Les nouvelles normes devraient fournir une vaste couverture sociale à tous ceux qui travaillent dans le secteur de la pêche, y compris les indépendants et ceux payés sur la base du partage des prises; elles devraient avoir la flexibilité d'assurer une ratification et une application à grande échelle; elles devraient comprendre de nouvelles garanties quant à la sécurité et à la santé afin de réduire le niveau élevé d'accidents signalés précédemment dans les rapports de l'OIT. Les normes devraient également comprendre de nouvelles garanties sur la conformité et l'entrée en vigueur des normes, le renforcement du rôle des pavillons de complaisance et des ports d'attache.

Selon l'OIT, quelque 35 millions de personnes travaillent dans les activités de pêche et de production d'aquaculture dans le monde. La vaste majorité d'entre eux vit dans les pays en développement (83 pour cent en Asie, 9 pour cent en Afrique et 2,5 pour cent en Amérique du Sud). Le reste dans les pays développés qui exportent du poisson: l'Amérique du Nord, l'Europe et l'exUnion soviétique.

La flotte mondiale de pêche comprend 1,3 million de barques de pêcheurs et 2,8 millions d'embarcations - la plupart dans les pays en développement - avec un secteur de pêche à petite échelle qui fournit près de 45 pour cent des prises totales au niveau mondial ( Note 2).
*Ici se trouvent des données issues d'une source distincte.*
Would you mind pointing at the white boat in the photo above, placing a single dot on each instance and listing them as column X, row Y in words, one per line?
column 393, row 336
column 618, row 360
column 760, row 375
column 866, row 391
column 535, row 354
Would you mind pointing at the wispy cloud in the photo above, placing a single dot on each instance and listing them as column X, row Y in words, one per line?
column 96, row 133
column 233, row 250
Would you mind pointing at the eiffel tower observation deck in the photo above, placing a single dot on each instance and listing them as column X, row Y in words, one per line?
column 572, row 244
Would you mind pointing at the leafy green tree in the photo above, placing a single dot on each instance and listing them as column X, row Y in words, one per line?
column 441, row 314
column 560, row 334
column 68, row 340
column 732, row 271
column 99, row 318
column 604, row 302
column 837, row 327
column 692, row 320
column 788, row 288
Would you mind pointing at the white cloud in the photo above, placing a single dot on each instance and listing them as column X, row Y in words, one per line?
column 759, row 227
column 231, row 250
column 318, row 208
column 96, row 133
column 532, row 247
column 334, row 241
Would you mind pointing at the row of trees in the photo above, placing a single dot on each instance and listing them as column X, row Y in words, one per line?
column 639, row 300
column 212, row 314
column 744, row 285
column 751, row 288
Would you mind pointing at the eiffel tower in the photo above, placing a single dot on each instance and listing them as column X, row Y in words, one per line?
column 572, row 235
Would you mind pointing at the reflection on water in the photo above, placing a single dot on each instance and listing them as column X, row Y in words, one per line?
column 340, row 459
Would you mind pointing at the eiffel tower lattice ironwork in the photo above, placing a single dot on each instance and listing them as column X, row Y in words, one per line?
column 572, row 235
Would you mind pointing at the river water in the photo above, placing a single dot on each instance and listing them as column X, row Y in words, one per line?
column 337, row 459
Selon les données de l'OIT, la pêche et les activités qui en découlent sont parmi les plus dangereuses de tous les types de travaux. Dans certains pays, le taux d'accidents mortels pour les personnes travaillant dans le secteur de la pêche est plus élevé que ceux constatés pour les pompiers et la police, avec des taux d'accidents mortels pouvant dépasser plusieurs fois la moyenne nationale. Bien qu'il n'y ait pas de chiffres globaux pour le nombre d'accidents dans ce secteur, les taux d'accidents mortels varient dans plusieurs pays entre 150 et 180 pour 100 000 travailleurs.

La sécurité au travail et les conditions de travail dans le secteur sont des questions essentielles puisque la pêche, y compris de crustacés, demeure une source essentielle de nourriture pour de nombreux pays. La consommation de poissons, en pourcentage de la consommation totale en protéine animalière, varie de 6 pour cent dans certains pays à 30 pour cent dans d'autres. La production et la consommation continuent à augmenter - comme l'emploi dans le secteur - principalement en raison d'une demande croissante en poissons et en autres fruits de mer dans les pays plus riches.

De nouvelles normes dans ce domaine devraient prendre en considération les difficiles conditions de travail dans le secteur en général, les pêcheurs travaillant sur de plus petits navires sur les eaux côtières et ceux travaillant sur de plus grands navires opérant pour de plus longues périodes en mer. Le rapport final de la Commission sera présenté mercredi 16 juin en session plénière de l'OIT lors de la 92e Conférence internationale du Travail de l'OIT pour une adoption formelle.


Note 1

Note 2 - Selon la FAO, les principaux pays exportateurs pour l'année 2000 étaient la Thaïlande, la Chine, la Norvège, les Etats-Unis, le Canada, le Danemark, le Chili, Taiwan (Chine), l'Espagne, l'Indonésie, le Viet Nam et l'Inde. Les principaux pays importateurs étaient le Japon, les Etats-Unis, l'Espagne, la France, l'Italie, l'Allemagne, le Royaume-Uni, Hong Kong (Chine), le Danemark, la Chine, le Canada et la République de Corée.